Integrity and traceability are the primary advantages of containers over bulk exports that see several points of consolidation in route from field to shipping port making a bean from Ohio indistinguishable from those of any other state. Using containers allows for smaller batches ensuring a consistent variety and allowing traceability back to farm where they were grown.

While the international demand for U.S. soybeans is steady, today’s supply chain system is not, as it continues to catch up with shifts and strains caused by the COVID-19 pandemic over the past two years. In addition to the overall supply chain train of closed ports and shortage of workers, soybean exports are seeing some unique challenges of their own. Mike Steenhoek, executive director of the Soy Transportation Coalition cited three major challenges for container shipping in agriculture:

  • Most often containers coming into the U.S. are unloaded at urban centers where the goal is to have them ready for return as quickly as possible.

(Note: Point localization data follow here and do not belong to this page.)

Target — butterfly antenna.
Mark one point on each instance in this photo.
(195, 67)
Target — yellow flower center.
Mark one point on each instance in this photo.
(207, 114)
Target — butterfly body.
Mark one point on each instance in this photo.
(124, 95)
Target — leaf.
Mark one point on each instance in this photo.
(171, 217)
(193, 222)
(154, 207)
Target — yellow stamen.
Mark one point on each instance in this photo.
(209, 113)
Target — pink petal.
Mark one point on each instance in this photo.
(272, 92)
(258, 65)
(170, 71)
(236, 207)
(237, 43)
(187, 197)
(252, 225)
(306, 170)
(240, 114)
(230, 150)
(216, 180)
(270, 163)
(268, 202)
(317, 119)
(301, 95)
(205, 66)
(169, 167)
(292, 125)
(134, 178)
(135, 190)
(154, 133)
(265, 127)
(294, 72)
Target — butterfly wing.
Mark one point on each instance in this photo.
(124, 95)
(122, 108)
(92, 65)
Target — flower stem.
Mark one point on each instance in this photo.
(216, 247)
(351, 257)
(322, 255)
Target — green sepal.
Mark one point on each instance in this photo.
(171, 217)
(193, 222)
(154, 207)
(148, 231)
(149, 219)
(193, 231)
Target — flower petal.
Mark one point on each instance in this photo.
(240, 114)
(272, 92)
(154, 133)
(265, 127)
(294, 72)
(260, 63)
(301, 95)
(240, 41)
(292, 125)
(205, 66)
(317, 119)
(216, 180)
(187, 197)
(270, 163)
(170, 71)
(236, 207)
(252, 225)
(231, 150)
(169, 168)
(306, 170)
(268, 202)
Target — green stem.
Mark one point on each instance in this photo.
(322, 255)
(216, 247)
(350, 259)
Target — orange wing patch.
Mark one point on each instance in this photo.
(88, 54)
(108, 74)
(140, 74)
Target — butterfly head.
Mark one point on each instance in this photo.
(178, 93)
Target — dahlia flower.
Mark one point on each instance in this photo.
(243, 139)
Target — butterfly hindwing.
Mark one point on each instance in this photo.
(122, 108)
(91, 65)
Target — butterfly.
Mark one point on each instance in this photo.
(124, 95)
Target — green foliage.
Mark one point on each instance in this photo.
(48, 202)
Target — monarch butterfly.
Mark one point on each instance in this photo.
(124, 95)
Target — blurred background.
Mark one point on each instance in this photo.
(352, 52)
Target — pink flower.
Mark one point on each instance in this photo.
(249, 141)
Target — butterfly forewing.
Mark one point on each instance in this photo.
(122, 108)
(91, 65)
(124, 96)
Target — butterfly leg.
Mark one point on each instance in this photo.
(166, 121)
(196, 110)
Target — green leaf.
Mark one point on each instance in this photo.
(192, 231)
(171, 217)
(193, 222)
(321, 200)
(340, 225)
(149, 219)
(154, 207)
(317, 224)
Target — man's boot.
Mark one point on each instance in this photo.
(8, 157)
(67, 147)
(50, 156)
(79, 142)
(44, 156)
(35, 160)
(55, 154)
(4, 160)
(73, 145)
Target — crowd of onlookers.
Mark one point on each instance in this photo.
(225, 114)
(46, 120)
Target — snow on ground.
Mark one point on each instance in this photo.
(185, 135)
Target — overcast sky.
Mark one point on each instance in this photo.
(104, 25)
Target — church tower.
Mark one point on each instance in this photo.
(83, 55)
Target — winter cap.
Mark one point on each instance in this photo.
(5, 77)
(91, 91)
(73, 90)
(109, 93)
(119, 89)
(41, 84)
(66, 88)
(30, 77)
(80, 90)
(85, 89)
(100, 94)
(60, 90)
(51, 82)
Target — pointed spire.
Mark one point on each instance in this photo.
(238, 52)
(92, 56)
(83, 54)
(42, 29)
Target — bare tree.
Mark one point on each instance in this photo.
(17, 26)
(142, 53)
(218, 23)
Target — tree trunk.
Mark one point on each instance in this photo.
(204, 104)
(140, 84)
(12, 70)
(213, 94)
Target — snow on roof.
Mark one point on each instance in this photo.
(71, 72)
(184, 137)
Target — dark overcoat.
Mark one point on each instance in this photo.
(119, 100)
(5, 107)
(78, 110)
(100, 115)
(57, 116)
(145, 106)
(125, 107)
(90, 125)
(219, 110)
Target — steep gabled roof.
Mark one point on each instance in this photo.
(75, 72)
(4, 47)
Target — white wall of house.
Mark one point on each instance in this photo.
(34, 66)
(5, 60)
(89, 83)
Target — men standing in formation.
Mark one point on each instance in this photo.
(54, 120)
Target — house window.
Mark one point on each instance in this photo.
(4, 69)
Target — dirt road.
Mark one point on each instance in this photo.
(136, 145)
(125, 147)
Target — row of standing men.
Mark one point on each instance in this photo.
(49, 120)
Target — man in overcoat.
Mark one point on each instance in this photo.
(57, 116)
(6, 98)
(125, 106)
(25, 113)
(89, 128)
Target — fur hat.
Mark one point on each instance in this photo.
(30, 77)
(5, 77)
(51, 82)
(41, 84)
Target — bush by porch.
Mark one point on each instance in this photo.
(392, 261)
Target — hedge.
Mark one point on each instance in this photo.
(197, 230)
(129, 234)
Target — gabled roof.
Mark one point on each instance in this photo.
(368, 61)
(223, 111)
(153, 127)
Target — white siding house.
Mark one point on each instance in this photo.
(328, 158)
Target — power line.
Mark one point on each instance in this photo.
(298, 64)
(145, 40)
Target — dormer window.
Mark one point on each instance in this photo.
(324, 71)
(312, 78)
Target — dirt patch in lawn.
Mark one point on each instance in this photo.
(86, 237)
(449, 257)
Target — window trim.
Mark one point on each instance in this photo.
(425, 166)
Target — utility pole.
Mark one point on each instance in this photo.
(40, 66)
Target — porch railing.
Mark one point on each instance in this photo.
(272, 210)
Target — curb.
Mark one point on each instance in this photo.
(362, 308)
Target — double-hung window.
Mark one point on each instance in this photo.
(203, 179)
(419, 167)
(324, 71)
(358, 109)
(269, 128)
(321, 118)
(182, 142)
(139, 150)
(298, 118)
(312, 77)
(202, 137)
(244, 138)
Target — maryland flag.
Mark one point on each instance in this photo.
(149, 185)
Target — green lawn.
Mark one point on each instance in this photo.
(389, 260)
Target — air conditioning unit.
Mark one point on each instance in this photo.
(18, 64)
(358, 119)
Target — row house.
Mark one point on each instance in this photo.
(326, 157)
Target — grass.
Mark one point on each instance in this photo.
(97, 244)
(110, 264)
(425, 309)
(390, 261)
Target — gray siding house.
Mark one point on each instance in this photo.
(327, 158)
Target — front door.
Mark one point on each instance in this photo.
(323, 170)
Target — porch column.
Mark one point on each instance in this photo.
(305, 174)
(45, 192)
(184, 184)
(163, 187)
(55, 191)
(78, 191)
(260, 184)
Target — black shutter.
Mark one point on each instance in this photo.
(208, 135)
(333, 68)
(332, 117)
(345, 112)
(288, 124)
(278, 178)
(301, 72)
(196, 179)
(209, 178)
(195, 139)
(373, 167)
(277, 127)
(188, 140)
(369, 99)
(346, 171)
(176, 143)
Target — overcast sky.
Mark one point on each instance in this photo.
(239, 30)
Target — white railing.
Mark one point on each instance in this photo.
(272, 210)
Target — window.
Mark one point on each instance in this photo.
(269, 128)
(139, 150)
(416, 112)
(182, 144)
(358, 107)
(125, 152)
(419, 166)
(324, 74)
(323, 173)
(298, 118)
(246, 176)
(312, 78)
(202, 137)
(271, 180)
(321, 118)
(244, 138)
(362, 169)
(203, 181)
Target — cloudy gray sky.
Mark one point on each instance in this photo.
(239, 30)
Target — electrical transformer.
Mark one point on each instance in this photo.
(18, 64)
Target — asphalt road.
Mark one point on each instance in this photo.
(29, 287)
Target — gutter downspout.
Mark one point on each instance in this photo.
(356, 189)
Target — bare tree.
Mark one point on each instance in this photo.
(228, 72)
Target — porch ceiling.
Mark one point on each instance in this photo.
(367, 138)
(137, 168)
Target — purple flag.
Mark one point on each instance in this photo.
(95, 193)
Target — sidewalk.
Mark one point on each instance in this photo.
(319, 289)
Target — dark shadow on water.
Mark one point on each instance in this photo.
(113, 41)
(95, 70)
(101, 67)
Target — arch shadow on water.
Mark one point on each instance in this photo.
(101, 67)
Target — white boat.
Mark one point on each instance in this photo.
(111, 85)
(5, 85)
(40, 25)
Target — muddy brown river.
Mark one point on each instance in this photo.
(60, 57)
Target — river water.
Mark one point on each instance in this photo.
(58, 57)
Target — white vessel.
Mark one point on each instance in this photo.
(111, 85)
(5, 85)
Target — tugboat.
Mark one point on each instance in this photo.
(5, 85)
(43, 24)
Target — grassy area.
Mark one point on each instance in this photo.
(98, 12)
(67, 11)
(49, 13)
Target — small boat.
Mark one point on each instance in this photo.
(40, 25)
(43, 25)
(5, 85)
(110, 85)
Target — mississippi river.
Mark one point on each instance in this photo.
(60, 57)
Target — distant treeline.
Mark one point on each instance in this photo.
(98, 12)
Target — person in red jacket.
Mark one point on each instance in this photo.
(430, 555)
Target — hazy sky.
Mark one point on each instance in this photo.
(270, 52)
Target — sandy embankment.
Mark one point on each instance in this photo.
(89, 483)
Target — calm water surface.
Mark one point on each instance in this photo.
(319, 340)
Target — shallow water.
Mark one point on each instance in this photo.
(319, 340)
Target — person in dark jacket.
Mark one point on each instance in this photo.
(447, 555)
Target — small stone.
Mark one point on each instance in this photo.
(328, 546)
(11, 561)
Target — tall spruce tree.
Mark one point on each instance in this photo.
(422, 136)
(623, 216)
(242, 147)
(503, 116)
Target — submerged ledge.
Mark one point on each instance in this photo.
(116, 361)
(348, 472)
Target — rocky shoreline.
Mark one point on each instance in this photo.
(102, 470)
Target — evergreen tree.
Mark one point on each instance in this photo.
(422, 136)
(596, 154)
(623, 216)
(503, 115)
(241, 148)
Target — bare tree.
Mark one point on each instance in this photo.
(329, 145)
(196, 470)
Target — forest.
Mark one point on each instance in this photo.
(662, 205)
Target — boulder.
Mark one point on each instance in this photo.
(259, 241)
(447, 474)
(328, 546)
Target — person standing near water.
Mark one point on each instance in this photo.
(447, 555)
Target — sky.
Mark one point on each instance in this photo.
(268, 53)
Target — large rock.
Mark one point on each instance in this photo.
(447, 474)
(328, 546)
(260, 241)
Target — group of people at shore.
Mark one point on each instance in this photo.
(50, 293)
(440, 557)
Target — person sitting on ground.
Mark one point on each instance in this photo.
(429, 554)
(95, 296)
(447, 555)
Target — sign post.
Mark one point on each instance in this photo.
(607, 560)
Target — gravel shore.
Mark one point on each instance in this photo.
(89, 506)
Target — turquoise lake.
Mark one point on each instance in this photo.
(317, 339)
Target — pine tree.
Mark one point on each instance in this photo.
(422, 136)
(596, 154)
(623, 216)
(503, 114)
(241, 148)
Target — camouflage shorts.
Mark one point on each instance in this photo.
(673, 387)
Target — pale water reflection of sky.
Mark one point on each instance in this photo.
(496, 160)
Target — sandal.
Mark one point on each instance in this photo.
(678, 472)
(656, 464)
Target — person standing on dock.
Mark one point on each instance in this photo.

Ag production is often not adjacent to these areas and either the soybeans or containers must often travel anywhere from 100 to 300 miles to be loaded in containers, pushing against the desired flow of the supply chain.
  • Incoming containers with electronics or clothing weigh in around 12 metric tons while a container full of soybeans, or many other commodities, will exceed 20 metric tons — limiting the number of soybeans that can be loaded onto each vessel.
  • A bushel of soybeans has a very slim profit margin compared to a lot of retail items and counts on the large scale of millions of bushels to be economically viable. As containerized shipping costs increase, at some point it is no longer profitable to participate.

Domestically, Steenhoek points to labor shortages exacerbated by workforce competition as one of the biggest challenges for containerized exports. Trucks, barges and rail cars do not move without operators, and these positions have always been a struggle to fill — often requiring stretches of time away from home. Added competition comes from manufacturing, construction and, more recently, distribution centers that are offering wages and benefits that grain handlers are finding it increasingly harder to compete with.

While physical infrastructure is working as designed, these labor issues and shifts in consumer spending and demand have made availability and reliability of container shipping inconsistent creating additional cash flow concerns for some grain handlers. While the demand for soybean exports looks bright, it will likely take some time before the same can be said about an end to current issues and delays in container shipping.